Memphis Shake 2019 simulated an earthquake which destroyed numerous buildings in the Memphis area due to proximity to the New Madrid fault line. The Georgia National Guard's portion of the exercise centered on the collapse of a large-scale chemical plant.
The Marietta-based 201st Regional Support Group FEMA Region 4 Homeland Response Force participated in the exercise. The 201st is comprised of specialists in chemical decontamination, collapsed building search and extraction, military police, transportation elements and a Georgia Air National Guard medical team from the 116th Air Control Wing.
"Our mission includes elements capable of conducting search and extraction, decontamination and medical triage of those victims," said Col.

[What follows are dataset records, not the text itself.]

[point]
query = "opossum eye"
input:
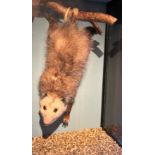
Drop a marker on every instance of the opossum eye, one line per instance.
(63, 100)
(44, 107)
(55, 110)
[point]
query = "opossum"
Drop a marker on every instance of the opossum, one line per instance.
(68, 48)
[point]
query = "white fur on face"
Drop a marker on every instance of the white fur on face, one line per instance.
(51, 108)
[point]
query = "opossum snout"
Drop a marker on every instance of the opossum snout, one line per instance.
(46, 108)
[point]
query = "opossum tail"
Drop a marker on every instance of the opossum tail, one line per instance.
(91, 31)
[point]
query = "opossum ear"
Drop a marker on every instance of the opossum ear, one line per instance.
(91, 31)
(43, 95)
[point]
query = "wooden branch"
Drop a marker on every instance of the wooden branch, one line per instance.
(88, 16)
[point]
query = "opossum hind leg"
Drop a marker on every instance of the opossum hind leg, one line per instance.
(66, 117)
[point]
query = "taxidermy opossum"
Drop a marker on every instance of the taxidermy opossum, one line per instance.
(68, 48)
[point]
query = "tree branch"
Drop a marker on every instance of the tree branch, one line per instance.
(88, 16)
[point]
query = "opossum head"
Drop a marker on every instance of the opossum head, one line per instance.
(51, 108)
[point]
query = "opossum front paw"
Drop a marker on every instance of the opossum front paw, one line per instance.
(65, 121)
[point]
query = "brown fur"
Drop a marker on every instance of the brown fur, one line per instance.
(67, 52)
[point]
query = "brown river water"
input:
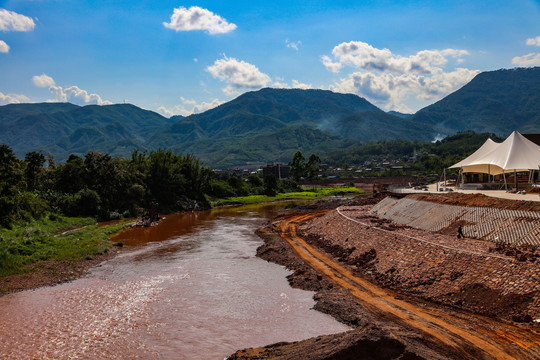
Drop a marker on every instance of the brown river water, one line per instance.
(190, 288)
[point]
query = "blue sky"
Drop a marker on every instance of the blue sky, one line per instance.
(179, 57)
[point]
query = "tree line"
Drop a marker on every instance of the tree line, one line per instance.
(98, 185)
(106, 187)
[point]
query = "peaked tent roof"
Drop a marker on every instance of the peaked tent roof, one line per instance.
(486, 148)
(514, 153)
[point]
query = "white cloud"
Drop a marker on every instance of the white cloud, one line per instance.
(197, 18)
(11, 21)
(330, 65)
(191, 108)
(4, 48)
(534, 41)
(298, 85)
(361, 55)
(72, 94)
(280, 85)
(239, 75)
(13, 99)
(43, 80)
(387, 79)
(528, 60)
(293, 44)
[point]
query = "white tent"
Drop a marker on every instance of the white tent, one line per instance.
(514, 154)
(467, 163)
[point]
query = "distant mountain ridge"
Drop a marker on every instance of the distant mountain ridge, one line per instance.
(269, 125)
(496, 101)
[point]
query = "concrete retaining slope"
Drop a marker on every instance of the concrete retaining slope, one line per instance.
(497, 225)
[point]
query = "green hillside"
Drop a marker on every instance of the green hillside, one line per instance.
(62, 129)
(272, 124)
(496, 101)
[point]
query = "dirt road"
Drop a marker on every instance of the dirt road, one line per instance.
(461, 335)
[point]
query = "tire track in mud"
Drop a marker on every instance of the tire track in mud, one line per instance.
(466, 338)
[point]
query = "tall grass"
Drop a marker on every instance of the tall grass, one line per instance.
(312, 193)
(38, 240)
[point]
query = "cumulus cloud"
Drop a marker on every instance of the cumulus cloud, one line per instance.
(13, 99)
(334, 67)
(239, 75)
(188, 107)
(43, 80)
(11, 21)
(4, 48)
(293, 44)
(361, 55)
(533, 41)
(532, 59)
(72, 94)
(387, 79)
(197, 18)
(298, 85)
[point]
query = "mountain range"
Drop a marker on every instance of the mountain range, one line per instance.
(269, 125)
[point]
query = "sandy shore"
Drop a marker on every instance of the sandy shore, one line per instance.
(379, 334)
(48, 273)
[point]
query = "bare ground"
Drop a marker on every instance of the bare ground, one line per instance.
(378, 335)
(48, 273)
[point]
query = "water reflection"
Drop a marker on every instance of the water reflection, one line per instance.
(190, 288)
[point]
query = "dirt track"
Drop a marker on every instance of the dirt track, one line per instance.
(449, 333)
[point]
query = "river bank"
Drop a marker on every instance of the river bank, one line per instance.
(51, 252)
(389, 334)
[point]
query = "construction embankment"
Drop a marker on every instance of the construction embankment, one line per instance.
(407, 293)
(410, 245)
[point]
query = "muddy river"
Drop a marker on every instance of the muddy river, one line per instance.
(190, 288)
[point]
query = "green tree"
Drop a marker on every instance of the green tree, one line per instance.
(298, 166)
(270, 185)
(33, 170)
(312, 167)
(10, 185)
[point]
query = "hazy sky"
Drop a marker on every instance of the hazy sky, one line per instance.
(179, 57)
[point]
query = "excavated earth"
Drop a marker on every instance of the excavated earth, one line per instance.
(485, 281)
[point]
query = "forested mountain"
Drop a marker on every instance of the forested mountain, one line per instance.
(496, 101)
(271, 124)
(62, 129)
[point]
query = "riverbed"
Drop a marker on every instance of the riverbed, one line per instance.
(190, 288)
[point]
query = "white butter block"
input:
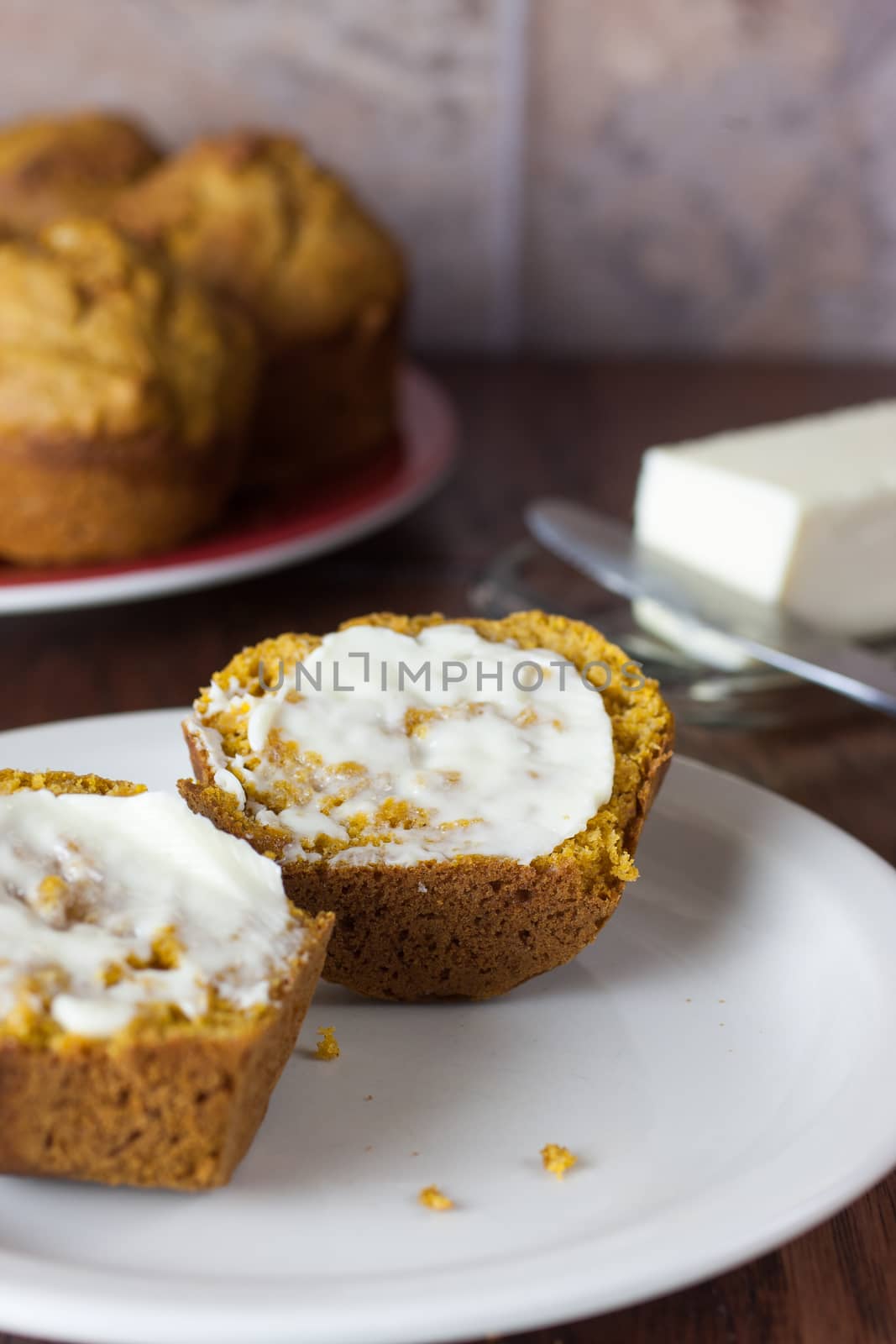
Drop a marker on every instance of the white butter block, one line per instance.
(799, 514)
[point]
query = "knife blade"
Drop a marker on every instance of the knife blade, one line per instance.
(606, 550)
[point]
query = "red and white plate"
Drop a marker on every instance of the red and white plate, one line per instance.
(269, 537)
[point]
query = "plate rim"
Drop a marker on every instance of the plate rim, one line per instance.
(429, 459)
(105, 1299)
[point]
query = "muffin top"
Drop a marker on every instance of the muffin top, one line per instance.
(66, 165)
(101, 340)
(255, 217)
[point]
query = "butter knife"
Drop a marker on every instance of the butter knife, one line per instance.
(605, 550)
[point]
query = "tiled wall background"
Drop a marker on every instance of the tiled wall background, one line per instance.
(569, 175)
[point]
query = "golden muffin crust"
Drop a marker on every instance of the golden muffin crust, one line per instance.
(470, 927)
(123, 396)
(63, 165)
(101, 340)
(258, 218)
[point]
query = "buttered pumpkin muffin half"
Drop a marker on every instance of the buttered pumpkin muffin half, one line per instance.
(257, 218)
(466, 796)
(123, 396)
(69, 165)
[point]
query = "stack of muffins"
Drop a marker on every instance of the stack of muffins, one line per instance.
(170, 327)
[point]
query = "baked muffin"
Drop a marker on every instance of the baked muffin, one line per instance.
(459, 793)
(67, 165)
(257, 218)
(123, 396)
(137, 1045)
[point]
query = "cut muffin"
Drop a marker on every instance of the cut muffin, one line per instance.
(154, 979)
(254, 217)
(67, 165)
(123, 396)
(468, 833)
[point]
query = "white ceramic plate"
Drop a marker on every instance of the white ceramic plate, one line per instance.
(720, 1061)
(259, 535)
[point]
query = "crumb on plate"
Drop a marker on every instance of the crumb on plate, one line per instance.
(432, 1198)
(558, 1159)
(328, 1045)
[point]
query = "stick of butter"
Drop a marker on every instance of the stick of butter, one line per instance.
(799, 515)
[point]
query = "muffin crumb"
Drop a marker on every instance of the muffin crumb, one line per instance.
(558, 1160)
(432, 1198)
(328, 1045)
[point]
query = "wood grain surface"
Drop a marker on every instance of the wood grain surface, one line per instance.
(530, 429)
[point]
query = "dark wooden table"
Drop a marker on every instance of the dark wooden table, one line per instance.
(532, 428)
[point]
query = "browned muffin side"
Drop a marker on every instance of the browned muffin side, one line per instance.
(469, 927)
(257, 218)
(69, 165)
(167, 1100)
(123, 396)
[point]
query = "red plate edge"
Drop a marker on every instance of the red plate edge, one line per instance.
(416, 461)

Alexander V. McLemore, commander, 201st Regional Support Group. "Years ago, Georgia decided to align units with a wartime mission similar to the HRF requirements under one command; our training very often aligns nicely between the two missions."

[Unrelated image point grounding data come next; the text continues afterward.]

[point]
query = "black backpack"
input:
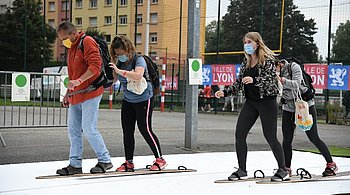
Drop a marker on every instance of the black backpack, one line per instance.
(310, 93)
(105, 78)
(153, 73)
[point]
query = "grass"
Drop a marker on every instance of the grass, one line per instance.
(335, 151)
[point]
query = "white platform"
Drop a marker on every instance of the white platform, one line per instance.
(20, 178)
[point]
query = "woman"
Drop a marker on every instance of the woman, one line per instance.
(257, 80)
(136, 107)
(292, 79)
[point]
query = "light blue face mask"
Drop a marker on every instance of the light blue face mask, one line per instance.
(123, 58)
(249, 48)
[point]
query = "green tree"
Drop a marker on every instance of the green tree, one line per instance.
(250, 15)
(341, 44)
(25, 40)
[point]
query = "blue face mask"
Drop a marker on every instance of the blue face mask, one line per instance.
(249, 48)
(123, 58)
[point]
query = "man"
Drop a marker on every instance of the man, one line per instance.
(83, 68)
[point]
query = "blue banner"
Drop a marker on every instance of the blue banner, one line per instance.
(338, 77)
(207, 74)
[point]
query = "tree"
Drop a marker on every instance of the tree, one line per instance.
(25, 40)
(341, 44)
(249, 15)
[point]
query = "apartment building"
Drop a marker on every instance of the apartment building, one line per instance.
(128, 17)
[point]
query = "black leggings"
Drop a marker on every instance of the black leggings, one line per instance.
(267, 110)
(288, 128)
(142, 113)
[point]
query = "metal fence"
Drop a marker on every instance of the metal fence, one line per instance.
(42, 110)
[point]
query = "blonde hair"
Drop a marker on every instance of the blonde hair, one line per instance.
(262, 51)
(121, 42)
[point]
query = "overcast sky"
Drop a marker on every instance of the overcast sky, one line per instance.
(316, 9)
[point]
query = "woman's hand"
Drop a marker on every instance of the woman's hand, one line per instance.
(247, 80)
(115, 68)
(219, 94)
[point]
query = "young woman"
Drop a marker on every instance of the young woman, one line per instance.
(257, 80)
(136, 107)
(292, 79)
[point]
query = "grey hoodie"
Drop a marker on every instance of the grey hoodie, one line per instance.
(291, 85)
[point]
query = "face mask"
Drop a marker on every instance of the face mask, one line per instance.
(123, 58)
(249, 48)
(67, 43)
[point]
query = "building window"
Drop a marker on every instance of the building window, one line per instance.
(138, 38)
(108, 2)
(123, 19)
(108, 19)
(52, 6)
(107, 38)
(123, 2)
(153, 37)
(139, 19)
(93, 3)
(93, 21)
(51, 22)
(154, 18)
(78, 21)
(65, 5)
(79, 4)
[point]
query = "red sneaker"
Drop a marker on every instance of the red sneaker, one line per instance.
(330, 170)
(126, 167)
(158, 164)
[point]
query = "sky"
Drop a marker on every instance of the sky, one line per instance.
(316, 9)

Headquarters, 201st RSG, returned from an overseas tour to Iraq in May and took the opportunity to train and teach new and current members to provide Defense Support of Civil Authorities during disaster response.
"Fortunately, the element that went forward was able to focus entirely on their deployment mission as all HRF requirements were met by the folks that stayed behind," said McLemore. "That said, the training and eventual evaluation at the end of this year (EXEVAL) is critical to the unit's ability to perform the HRF mission."

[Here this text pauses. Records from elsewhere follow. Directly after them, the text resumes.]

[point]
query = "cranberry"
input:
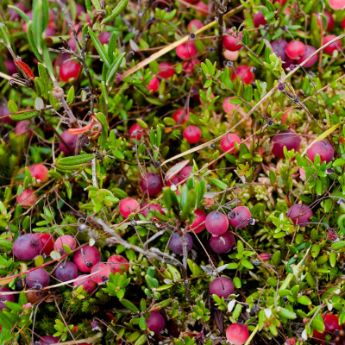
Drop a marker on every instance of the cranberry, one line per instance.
(37, 279)
(187, 50)
(118, 264)
(216, 223)
(155, 322)
(222, 287)
(192, 134)
(230, 142)
(39, 172)
(151, 184)
(222, 244)
(330, 49)
(128, 206)
(299, 214)
(69, 70)
(322, 148)
(181, 115)
(166, 70)
(240, 217)
(27, 198)
(237, 334)
(295, 50)
(288, 139)
(86, 257)
(198, 224)
(244, 73)
(65, 240)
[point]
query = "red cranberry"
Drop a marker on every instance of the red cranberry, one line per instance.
(86, 257)
(136, 131)
(181, 115)
(216, 223)
(6, 298)
(155, 322)
(151, 184)
(86, 282)
(69, 70)
(187, 50)
(65, 240)
(240, 217)
(37, 279)
(244, 73)
(128, 206)
(222, 287)
(66, 271)
(322, 148)
(330, 49)
(309, 50)
(237, 334)
(118, 264)
(192, 134)
(166, 70)
(295, 50)
(39, 172)
(230, 142)
(259, 19)
(299, 214)
(198, 224)
(290, 140)
(222, 244)
(26, 247)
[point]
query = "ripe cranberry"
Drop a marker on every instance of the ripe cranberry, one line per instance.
(222, 244)
(222, 287)
(237, 334)
(101, 272)
(27, 198)
(244, 73)
(86, 282)
(153, 85)
(151, 184)
(194, 25)
(47, 242)
(187, 50)
(155, 322)
(230, 142)
(309, 50)
(65, 240)
(118, 264)
(39, 172)
(128, 206)
(26, 247)
(6, 298)
(216, 223)
(232, 42)
(68, 143)
(330, 49)
(166, 70)
(177, 242)
(299, 214)
(66, 271)
(192, 134)
(86, 257)
(37, 279)
(198, 224)
(69, 70)
(322, 148)
(290, 140)
(240, 217)
(259, 19)
(181, 115)
(295, 50)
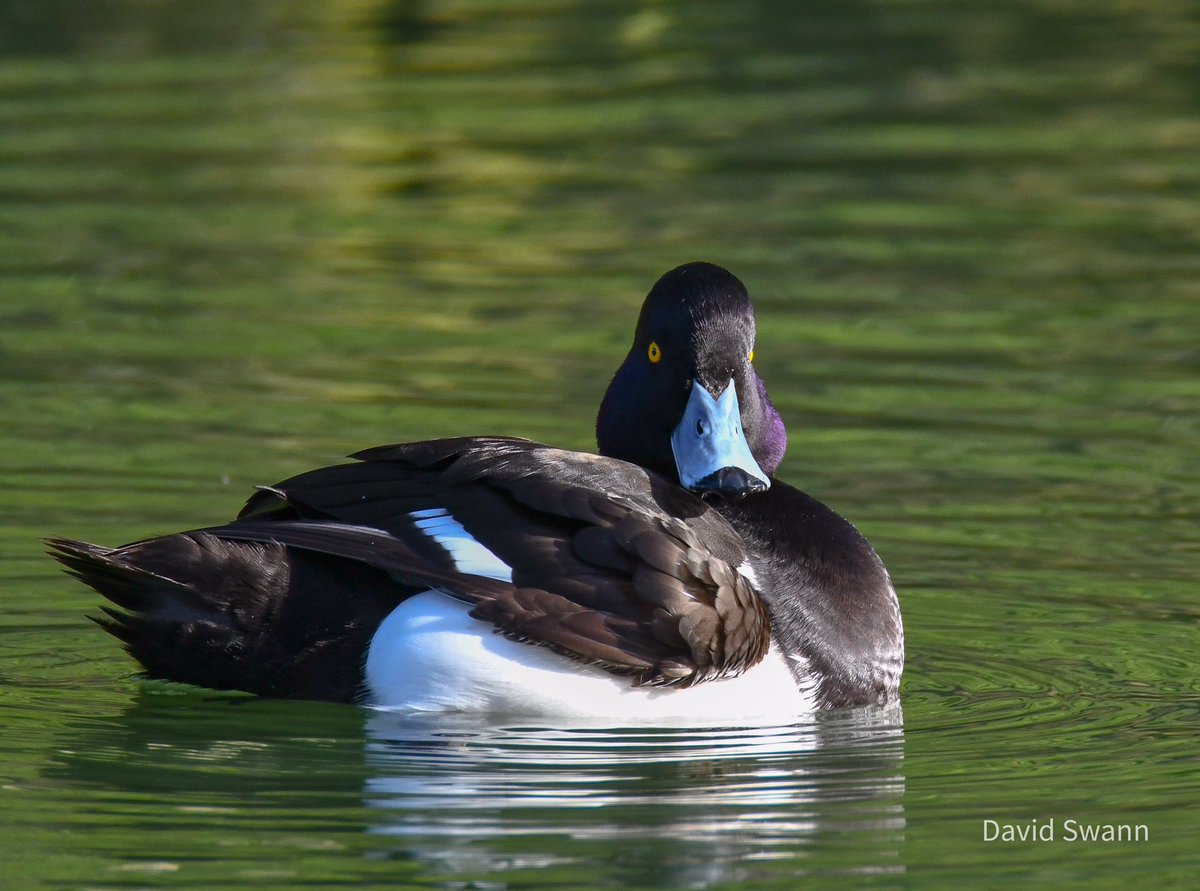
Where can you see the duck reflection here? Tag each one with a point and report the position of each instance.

The Georgia National Guard has a dual mission of providing ready and trained Soldiers to provide force structure to the active component and its domestic response mission to render assistance to save lives, mitigate suffering and protect property.
To accomplish this mission, the 201st trains and coordinates with civilian agencies before potential disasters to build these relationships before activation.
"The first time we meet one of our agency partners of local, civilian counterparts should not be after a disaster has occurred," said McLemore. "Constant dialogue and interaction with our partners - to include joint exercises - is not just a part of the National Response Framework, but is vital to our ability to perform our mission when called."
The Marietta-based 265th Chemical Battalion has been a significant part of Georgia's response capability since 2012. Its units receive and maintain specific readiness levels in manning, training and capabilities to perform this mission.
"We have specific domestic response training requirements to be a part of the national CBRN Response Enterprise," said Lt. Col. Charles B. Curl, commander, 265th Chemical Battalion. "We take our domestic mission very seriously and train hard to be able to save lives and mitigate suffering when the call comes."
The 201st is scheduled to complete three more large-scale domestic response exercises this in anticipation for their upcoming external evaluation to be certified as ready.
"The more exercises we can do between now and our external evaluation in December the better," said Curl. "Our goal is to be always ready for a domestic response call-out, but you can never train enough and there is always room to improve."